Department of Orthopedic Surgery and Trauma, Suez Canal University Hospital, Kilo 4.5 Ring Road, Ismailia, 41111, Egypt.
Department of Orthopedic Surgery, Fayoum University Hospital, Fayoum, Egypt.
Int Orthop. 2024 May;48(5):1209-1215. doi: 10.1007/s00264-024-06119-2. Epub 2024 Feb 22.
The purpose of this study is to compare the difference of results between two methods of femoral box osteotomy adopted by two designs of posterior stabilized total knee prostheses.
Retrospective analysis of the results of two groups of patients operated upon using two primary PS TKA systems, PFC Sigma (DePuy Synthes, Johnson and Johnson®) and Genesis II prosthesis (Smith and Nephew®), with an average of five year follow-up was done. Group 1 included 152 knees in 121 patients and group 2 included 122 knees in 111 patients. The average follow-up period in both groups was five years. The box osteotomy method depends on bone saw in group 1, and bone reamer in group 2.
The KSS score of group 2 was better in the first six months postoperatively. Then, no significant differences were seen in the remaining follow-up visits. The risk of periprosthetic fractures was significantly higher in group 1 (p-value 0.040).
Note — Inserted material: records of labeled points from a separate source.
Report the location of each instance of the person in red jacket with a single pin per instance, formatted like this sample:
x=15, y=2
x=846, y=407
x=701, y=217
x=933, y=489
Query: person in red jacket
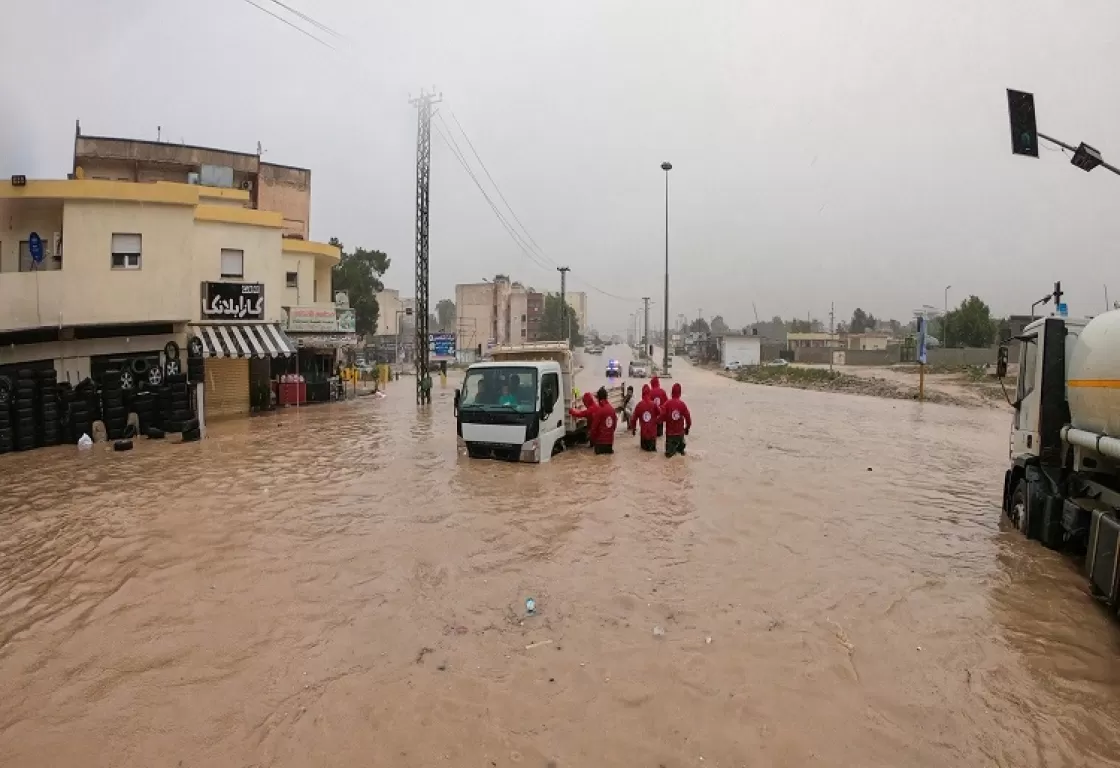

Survival analysis showed a significantly shorter time for reoperation in group 1 than in group 2 as described by log-rank test, (p < 0.006).
The method of box cutting has an impact on the function and longevity of posterior stabilized primary knee implants. The risk of periprosthetic fractures can be reduced by proper patient selection, decreasing the box sizes, and development of more "controlled" box osteotomy instruments.
本研究旨在比较两种后稳定型全膝关节假体设计采用的两种股骨盒式截骨方法的结果差异。
回顾性分析了两组接受两种主要 PS TKA 系统(DePuy Synthes,Johnson and Johnson®的 PFC Sigma 和 Smith and Nephew®的 Genesis II 假体)治疗的患者的结果,平均随访时间为 5 年。第 1 组包括 121 例患者的 152 膝,第 2 组包括 111 例患者的 122 膝。两组的平均随访时间均为 5 年。第 1 组采用骨锯进行盒式截骨,第 2 组采用骨锉进行盒式截骨。
第 2 组的 KSS 评分在术后前 6 个月更好。然后,在其余随访期间未发现明显差异。第 1 组的假体周围骨折风险明显更高(p 值为 0.040)。生存分析显示,第 1 组的再次手术时间明显短于第 2 组,对数秩检验(p < 0.006)。
盒式切割方法会影响后稳定型初次膝关节假体的功能和寿命。通过适当的患者选择、减小盒式大小以及开发更“可控”的盒式截骨器械,可以降低假体周围骨折的风险。